Porsche asked the lightweight specialist Carlo Abarth to fashion a new body for the 356 B in order to remain competitive in the GT class in the European Hill Climb Championship in the early 1960s. And so the Porsche 356 B 2000 GS Carrera GTL Abarth was born. The new aluminium body was flatter and much more streamlined. Inside, the Italian designer got rid of all superfluous features, including insulation. The gutted Porsche Abarth weighed almost 120 kilos less than a standard 356 B and came in at 778 kilos. The Fuhrmann engine produced 135 PS. The model went on to take multiple class victories, including at the Hill Climb Championships in 1960 and 1961.

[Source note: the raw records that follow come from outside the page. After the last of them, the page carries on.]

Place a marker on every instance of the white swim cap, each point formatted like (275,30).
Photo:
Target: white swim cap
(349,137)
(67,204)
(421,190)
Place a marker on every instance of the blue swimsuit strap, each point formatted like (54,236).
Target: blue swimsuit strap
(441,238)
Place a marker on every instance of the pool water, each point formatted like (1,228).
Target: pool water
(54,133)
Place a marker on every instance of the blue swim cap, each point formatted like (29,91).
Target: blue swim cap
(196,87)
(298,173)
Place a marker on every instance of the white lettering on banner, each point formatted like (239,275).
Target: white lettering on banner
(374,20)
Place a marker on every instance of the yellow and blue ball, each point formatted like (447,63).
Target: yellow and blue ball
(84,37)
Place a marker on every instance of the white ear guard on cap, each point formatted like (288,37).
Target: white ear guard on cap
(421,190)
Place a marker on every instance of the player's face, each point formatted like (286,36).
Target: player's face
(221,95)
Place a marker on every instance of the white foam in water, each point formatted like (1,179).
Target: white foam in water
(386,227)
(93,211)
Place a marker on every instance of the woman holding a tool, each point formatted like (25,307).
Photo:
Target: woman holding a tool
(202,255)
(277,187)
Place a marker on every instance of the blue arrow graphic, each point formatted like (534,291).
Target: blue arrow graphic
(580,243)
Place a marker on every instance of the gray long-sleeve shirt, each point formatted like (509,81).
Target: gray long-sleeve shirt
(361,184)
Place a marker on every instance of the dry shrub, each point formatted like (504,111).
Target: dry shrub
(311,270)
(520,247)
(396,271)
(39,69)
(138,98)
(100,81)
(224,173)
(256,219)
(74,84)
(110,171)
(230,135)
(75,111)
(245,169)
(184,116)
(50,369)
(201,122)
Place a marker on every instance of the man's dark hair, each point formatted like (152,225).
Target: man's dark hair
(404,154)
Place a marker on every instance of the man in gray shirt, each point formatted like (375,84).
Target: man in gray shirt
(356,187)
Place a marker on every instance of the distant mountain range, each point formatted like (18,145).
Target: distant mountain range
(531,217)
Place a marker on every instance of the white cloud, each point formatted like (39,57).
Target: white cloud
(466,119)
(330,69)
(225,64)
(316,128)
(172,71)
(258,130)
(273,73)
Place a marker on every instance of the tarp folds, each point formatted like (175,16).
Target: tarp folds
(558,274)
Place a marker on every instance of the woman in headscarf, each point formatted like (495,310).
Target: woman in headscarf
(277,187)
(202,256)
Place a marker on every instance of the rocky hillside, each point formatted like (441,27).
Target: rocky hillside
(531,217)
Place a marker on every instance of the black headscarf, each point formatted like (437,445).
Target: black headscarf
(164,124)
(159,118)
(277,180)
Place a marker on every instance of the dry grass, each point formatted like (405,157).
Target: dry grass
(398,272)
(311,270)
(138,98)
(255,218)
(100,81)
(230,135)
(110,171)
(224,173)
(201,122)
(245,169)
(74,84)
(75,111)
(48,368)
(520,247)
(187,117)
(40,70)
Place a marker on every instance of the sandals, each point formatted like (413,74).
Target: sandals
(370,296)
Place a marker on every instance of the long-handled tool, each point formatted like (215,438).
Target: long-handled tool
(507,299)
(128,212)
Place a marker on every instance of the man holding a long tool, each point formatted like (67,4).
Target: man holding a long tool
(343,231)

The Porsche Museum also brought along a 911 2.5 S, which thundered up the mountain just like the other models. In late 1971, this race car was available to buy as a customer sports GT car. The displacement was slightly greater than its road-going counterpart thanks to Nikasil-coated alloy cylinders, larger bore and high-compression racing pistons. The car was a little lighter and the front wing larger, which meant it could take bigger wheels and track widths. Further fine-tuning of the engine ultimately resulted in 270 PS, some 80 PS more than the road model. The racer weighed in at 960 kilos, and only 21 were ever built.
Surprise: Porsche Boxster Bergspyder (981)
Porsche surprised everyone at the opening of the Gaisberg Race with a fully functional feasibility study never shown before: Porsche exterior designer Grant Larson drove up in the Boxster Bergspyder (981) in person. In 2015, the designer and his team were given permission to experiment with a Boxster to see how light they could actually make a road-going car. “Our initial goal was to stay under one tonne. But that was not possible because the base model is comparatively heavy due to its rigidity and multiple safety features. So we set a limit of 1,099 kilos.” First of all, the second seat was removed, followed by the roof and the windscreen. Larson then made the engine visible in a Boxster for the first time.
The car is fully roadworthy and is powered by 393 PS and 446 Nm. In theory, the final weight of 1,099 kilos should be good enough for a Nürburgring lap time of less than 7.30 minutes, which would be close to the times set by the 997 GT2 – and entirely worthy of a Porsche. Especially a lightweight Bergspyder.